I don’t watch a lot of TV, but one show I do like to watch is Nightline on ABC which comes on right after the local news. Earlier this week, Nightline did a story entitled “Face Lift for a Job Lift”. Now anyone who knows me well knows that I am VERY squeamish when it comes to watching surgery on television, especially plastic surgery. I get queasy just hearing people talk about it, much less seeing it on TV. But I had to watch this story (through fingers covering my eyes) because of the reason the subjects in the story were opting for plastic surgery. They were taking extreme measures to improve their chances of getting a job! I know we are in a tight job market right now, but what happened to the days when you would just invest in a nice quality suit for the interview? Since I was a career adviser in a past life, I couldn’t help but wonder if the people in the story first took the time to do an “extreme makeover” on their resumes before opting for an “extreme makeover” on their bodies.

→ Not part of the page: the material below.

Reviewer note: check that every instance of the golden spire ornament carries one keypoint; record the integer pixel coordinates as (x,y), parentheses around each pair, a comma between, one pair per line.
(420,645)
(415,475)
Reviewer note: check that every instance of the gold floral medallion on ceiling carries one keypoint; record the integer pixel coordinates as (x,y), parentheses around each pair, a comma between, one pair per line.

Also, last time I checked, there are laws that make it illegal to make hiring decisions based on how a job candidate looks. But unfortunately, this type of discrimination still occurs, whether it’s in the form of age discrimination (looking too old, or even too young), racial discrimination, or the only discrimination that for some reason is still acceptable, weight discrimination. Of course there are some industries where looks do make a difference and sometimes are even a requirement. I happen to work in one of those industries (music) where, for the most part, like it or not, emphasis is on looks, and sometimes at the expense of talent.
As I’ve stated in previous blogs, regardless of the fact that I do imaging with recording artists, I believe that the talent should come first, but that’s not always the case. One of the things I love about my job is teaching talented people how to look and feel their best in the body that God gave them so their increased confidence will make for even better performances. This can easily be done without resorting to plastic surgery. I once had someone in the music industry refer a client to me and then proceed to tell me that I should be the one to inform the client that she needed liposuction. Well, despite the fact that this person believed the client needed lipo, I did not. If the client herself wanted to get plastic surgery, that’s her choice and her decision to make, not mine nor anyone else’s.
Yes, it was the decision of the two job seekers in the news story to get the plastic surgery to find a better job. One found a job after getting the plastic surgery, and one did not. To the one who didn’t (the one who said she got plastic surgery because her clothes no longer fit), would it not have been less expensive and more rational to buy clothes in a size that did fit? And to the one who did find a job, will he now always wonder if he got the job based on his skills and qualifications or because of how he looked?